Researchers have developed a new way to cool semiconductors using laser-based photonic techniques rather than traditional air or liquid flow. The proof-of-concept system places a “photonic cold plate” above hot spots on a chip and uses laser-driven anti-Stokes fluorescence to extract heat. Early tests suggest this approach can dissipate twice the heat of current air and liquid cooling setups, tells IEEE Spectrum.
One of the major benefits is that this method could allow all parts of a chip to operate simultaneously rather than shutting down portions due to excessive temperature. That means hotter chips, faster clock speeds and better use of transistor real-estate. Because the laser-driven cooling acts at the point of maximum thermal load, it also supports advanced 3D-stacked chip architectures that today are limited by heat removal challenges.
Beyond raw performance, photonic cooling offers substantial energy savings. By reducing the need for high-flow air or liquid cooling, the system may cut a data centre’s cooling power by more than 50%. What’s more, the emitted light from the cooling process itself could be captured and converted back into electricity via thermophotovoltaics, achieving waste-energy recovery rates of up to 60%.

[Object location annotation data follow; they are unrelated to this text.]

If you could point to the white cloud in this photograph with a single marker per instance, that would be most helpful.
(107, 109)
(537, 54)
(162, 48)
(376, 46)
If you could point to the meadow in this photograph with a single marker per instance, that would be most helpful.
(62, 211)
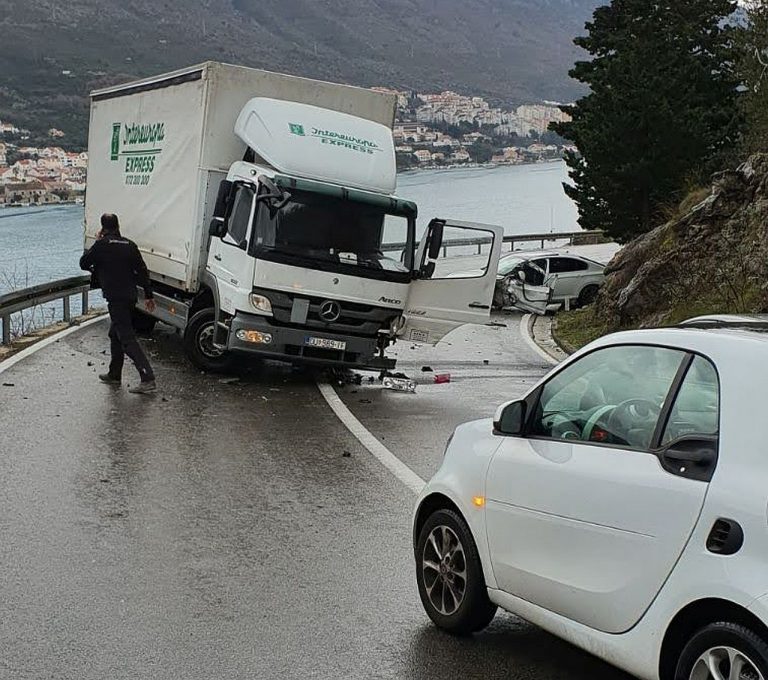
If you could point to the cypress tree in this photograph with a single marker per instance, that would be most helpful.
(661, 107)
(754, 73)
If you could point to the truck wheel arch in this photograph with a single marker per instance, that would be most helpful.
(208, 296)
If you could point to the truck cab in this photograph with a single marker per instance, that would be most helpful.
(313, 257)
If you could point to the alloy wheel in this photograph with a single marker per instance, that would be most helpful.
(444, 570)
(724, 663)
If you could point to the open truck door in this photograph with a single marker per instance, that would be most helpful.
(454, 284)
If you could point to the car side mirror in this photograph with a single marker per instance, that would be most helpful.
(510, 418)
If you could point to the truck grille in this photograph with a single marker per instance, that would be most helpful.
(354, 318)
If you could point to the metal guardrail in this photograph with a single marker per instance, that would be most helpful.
(19, 300)
(570, 236)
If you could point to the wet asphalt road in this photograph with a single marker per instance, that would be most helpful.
(218, 530)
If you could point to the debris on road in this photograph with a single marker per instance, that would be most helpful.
(398, 383)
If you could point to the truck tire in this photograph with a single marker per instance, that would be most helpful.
(198, 343)
(143, 323)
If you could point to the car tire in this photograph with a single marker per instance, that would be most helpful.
(198, 337)
(722, 643)
(444, 550)
(143, 323)
(588, 295)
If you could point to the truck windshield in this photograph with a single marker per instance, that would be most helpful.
(335, 234)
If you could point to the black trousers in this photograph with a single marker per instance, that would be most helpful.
(123, 341)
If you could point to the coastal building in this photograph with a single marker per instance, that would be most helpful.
(8, 128)
(34, 192)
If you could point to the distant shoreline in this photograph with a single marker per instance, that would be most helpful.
(479, 166)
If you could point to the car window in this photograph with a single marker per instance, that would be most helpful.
(561, 265)
(612, 396)
(697, 406)
(507, 264)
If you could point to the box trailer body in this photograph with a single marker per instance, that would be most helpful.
(264, 205)
(159, 147)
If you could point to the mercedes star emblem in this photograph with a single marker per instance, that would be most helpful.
(330, 311)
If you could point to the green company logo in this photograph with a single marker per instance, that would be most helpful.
(140, 145)
(336, 139)
(115, 148)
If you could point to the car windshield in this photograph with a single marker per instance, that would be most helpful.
(337, 232)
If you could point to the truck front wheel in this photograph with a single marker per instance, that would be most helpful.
(198, 343)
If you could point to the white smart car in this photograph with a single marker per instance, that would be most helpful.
(622, 505)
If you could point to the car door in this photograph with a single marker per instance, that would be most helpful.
(228, 258)
(454, 283)
(569, 273)
(588, 513)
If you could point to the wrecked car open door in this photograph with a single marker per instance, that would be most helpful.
(456, 266)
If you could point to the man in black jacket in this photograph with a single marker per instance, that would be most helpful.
(117, 264)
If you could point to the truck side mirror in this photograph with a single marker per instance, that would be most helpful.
(275, 197)
(434, 243)
(218, 225)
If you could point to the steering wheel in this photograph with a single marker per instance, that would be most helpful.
(621, 419)
(630, 415)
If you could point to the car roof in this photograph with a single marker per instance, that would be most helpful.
(536, 254)
(713, 341)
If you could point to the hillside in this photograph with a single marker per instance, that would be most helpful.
(711, 258)
(510, 51)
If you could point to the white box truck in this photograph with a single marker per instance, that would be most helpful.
(264, 207)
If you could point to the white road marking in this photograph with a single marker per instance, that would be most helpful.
(388, 459)
(524, 322)
(16, 358)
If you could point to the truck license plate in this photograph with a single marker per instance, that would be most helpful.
(325, 343)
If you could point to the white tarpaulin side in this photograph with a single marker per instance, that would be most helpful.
(143, 165)
(231, 87)
(307, 141)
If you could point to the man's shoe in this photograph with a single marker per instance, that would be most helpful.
(110, 380)
(144, 387)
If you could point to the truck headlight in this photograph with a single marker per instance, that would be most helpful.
(261, 303)
(256, 337)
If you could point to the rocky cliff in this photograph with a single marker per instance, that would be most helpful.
(712, 258)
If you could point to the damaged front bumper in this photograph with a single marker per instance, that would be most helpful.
(254, 334)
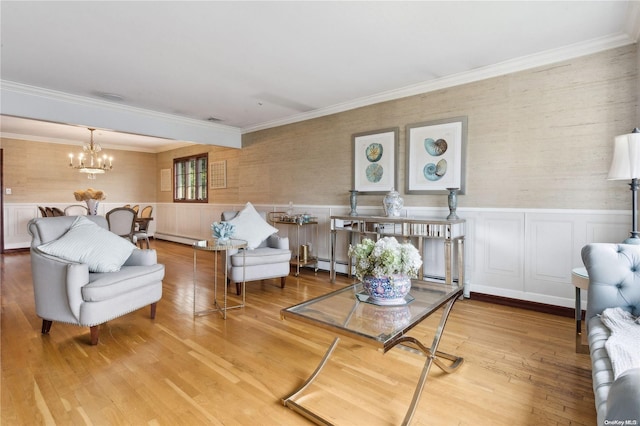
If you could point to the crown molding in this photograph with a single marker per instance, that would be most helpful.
(21, 100)
(113, 106)
(483, 73)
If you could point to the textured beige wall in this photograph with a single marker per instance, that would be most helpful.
(541, 138)
(37, 172)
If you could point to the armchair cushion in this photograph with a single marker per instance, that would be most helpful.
(261, 256)
(86, 242)
(251, 227)
(106, 286)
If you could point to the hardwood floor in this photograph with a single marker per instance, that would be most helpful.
(520, 366)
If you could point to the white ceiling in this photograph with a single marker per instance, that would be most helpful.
(254, 65)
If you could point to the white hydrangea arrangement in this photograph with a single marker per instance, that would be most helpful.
(385, 257)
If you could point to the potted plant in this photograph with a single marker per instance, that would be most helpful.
(385, 268)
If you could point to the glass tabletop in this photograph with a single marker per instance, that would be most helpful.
(347, 312)
(217, 245)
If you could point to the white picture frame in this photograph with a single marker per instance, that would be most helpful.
(435, 156)
(375, 161)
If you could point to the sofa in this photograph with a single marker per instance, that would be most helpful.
(83, 274)
(267, 255)
(613, 307)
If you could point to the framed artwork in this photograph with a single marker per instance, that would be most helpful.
(218, 174)
(436, 156)
(375, 161)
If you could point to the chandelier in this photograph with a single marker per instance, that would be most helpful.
(89, 161)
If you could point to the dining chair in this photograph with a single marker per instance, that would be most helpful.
(76, 210)
(122, 222)
(142, 227)
(146, 212)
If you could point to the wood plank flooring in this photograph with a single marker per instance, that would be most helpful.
(520, 366)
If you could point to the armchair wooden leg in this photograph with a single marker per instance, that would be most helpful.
(94, 334)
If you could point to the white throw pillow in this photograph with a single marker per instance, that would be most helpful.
(251, 227)
(89, 243)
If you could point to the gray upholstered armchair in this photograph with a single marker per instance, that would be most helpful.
(268, 255)
(109, 278)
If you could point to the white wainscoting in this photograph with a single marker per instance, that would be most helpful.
(521, 254)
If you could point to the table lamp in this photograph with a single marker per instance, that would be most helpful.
(626, 165)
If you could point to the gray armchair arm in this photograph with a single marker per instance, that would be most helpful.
(142, 258)
(276, 241)
(57, 286)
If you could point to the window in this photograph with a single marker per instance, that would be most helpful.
(190, 179)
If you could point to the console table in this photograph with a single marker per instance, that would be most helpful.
(375, 227)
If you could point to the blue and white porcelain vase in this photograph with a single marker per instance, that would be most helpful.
(389, 290)
(222, 231)
(392, 203)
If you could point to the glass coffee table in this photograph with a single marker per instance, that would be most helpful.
(348, 312)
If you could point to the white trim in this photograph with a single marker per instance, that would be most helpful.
(21, 100)
(506, 67)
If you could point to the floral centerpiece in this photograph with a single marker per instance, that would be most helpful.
(386, 268)
(92, 197)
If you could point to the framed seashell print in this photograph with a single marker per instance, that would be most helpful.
(436, 156)
(375, 161)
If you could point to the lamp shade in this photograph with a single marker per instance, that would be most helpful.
(626, 157)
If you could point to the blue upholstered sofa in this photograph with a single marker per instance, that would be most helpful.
(614, 281)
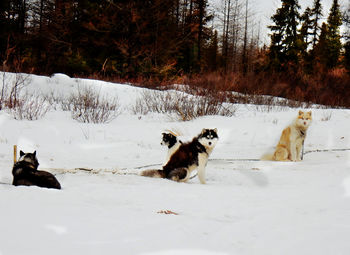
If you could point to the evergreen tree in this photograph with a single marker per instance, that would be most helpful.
(305, 29)
(320, 50)
(333, 36)
(316, 13)
(347, 38)
(285, 45)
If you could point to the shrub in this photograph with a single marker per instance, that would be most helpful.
(30, 107)
(184, 105)
(89, 106)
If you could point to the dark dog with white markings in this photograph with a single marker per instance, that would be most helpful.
(188, 157)
(171, 141)
(25, 172)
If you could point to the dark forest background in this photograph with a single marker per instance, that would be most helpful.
(158, 42)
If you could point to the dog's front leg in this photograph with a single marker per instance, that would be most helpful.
(201, 174)
(293, 152)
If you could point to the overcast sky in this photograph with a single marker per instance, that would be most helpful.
(264, 9)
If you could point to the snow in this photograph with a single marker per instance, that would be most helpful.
(246, 207)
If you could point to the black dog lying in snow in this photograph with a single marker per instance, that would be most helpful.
(25, 173)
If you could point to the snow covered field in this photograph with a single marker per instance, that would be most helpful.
(246, 207)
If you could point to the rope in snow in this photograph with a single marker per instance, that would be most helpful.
(325, 150)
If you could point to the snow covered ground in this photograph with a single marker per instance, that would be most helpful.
(246, 207)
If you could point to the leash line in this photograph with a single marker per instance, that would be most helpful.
(325, 150)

That said, significant hurdles remain before this technology becomes mainstream. Suitable materials for the photonic cold plate are still limited and must be refined for use at scale. Moreover, integrating laser cooling with current chip packaging and system designs will require close collaboration across semiconductor, optics and systems engineering domains.
The technique represents a bold step beyond traditional thermal management. If matured, it could reshape how chips and data centres are engineered, allowing higher power densities, smarter architectures and greener cooling.